Ein Downgrade ist nicht möglich, da 0.14.x nicht mehr im Portage ist.

Im Web lassen sich hierzu nur sehr spärliche Informationen finden. Sie beziehen sich meist auf eine Uraltversion und sprechen von odt2txt.

Hat sich damit schon mal jemand beschäftigt?

Vielen Dank

wuesti

----------

## firefly

kann man bei tracker auch das indexieren einer bestimmten Datei über die shell starten?

Eventuell kommt da was brauchbares heraus wiso tracker odt dateien nicht mehr inidiziert.

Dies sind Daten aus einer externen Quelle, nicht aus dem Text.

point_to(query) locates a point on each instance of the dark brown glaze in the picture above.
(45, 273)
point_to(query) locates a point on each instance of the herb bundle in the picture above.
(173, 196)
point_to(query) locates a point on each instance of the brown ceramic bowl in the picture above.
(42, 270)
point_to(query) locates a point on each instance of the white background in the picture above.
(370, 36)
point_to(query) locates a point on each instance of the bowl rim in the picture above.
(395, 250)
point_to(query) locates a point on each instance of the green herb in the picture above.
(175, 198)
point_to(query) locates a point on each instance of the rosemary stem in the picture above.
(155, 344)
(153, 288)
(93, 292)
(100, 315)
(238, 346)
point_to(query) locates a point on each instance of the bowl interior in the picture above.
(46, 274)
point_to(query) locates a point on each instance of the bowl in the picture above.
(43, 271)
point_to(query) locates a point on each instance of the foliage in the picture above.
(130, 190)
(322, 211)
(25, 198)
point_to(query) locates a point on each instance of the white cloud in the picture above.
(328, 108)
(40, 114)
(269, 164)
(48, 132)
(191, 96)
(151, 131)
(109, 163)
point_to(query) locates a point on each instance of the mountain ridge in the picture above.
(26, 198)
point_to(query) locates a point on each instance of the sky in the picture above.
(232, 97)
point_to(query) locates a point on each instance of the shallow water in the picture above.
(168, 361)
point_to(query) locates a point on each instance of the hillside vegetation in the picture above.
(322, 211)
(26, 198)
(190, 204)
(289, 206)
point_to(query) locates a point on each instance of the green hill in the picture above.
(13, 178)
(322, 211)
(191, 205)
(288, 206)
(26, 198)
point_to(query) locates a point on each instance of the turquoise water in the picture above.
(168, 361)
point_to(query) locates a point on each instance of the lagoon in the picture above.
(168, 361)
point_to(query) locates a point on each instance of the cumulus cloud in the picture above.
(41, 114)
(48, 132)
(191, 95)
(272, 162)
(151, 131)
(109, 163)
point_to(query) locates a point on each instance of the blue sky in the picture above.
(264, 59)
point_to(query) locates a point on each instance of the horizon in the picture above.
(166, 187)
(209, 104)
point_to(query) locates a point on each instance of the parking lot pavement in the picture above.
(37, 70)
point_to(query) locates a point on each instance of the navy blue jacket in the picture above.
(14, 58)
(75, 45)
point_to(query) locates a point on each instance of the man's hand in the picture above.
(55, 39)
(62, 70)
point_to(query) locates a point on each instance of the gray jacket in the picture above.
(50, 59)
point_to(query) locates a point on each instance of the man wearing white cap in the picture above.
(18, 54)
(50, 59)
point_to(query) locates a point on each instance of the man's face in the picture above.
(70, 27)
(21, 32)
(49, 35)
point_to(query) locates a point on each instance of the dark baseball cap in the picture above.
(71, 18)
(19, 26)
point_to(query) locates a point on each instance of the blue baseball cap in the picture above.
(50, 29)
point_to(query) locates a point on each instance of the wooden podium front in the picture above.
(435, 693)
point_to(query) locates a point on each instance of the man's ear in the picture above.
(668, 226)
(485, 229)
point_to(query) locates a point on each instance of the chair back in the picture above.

Oder erstellt tracker ein logfile irgendwo?

----------

## wuesti

Also ich habe eine Test-Datei mit dem Wort "Blaukohl" erstellt und gespeichert.

```
tracker-control --get-log-verbosity                      

Komponenten:

  Store    : detailed

  Extract  : detailed

  Writeback: detailed

Indizierer (Nur jene, die in der Konfiguration aufgelistet sind):

  Files    : detailed

```

Das bezieht sich nur darauf, welche Indizierer gerade laufen.

```
 tracker-control -f aktuell/aktuell.odt                   

(Erneute) Indizierung der Datei war erfolgreich

tracker-control -f aktuell/aktuell.pdf

(Erneute) Indizierung der Datei war erfolgreich

tracker-search blaukohl               

Ergebnisse:

  file:///home/wuesti/aktuell/aktuell.pdf

  Blaukohl 

```

Ein LOG kann ich nicht finden. 

```
ls .config/tracker

tracker-extract.cfg   tracker-needle.cfg  tracker-store.cfg

tracker-miner-fs.cfg  tracker-search.cfg  tracker-writeback.cfg

ls -R .local/share/tracker

.local/share/tracker:

data  tracker-needle.txt

.local/share/tracker/data:

tracker-store.journal  tracker-store.journal.1.gz  tracker-store.ontology.journal

ls -R .cache/tracker 

.cache/tracker:

db-locale.txt    last-crawl.txt  meta.db-wal

db-version.txt    meta.db    miner-applications-locale.txt

first-index.txt  meta.db-shm    ontologies.gvdb

```

----------

## wuesti

odt steht nicht auf der Liste der unterstützten Dateiformate.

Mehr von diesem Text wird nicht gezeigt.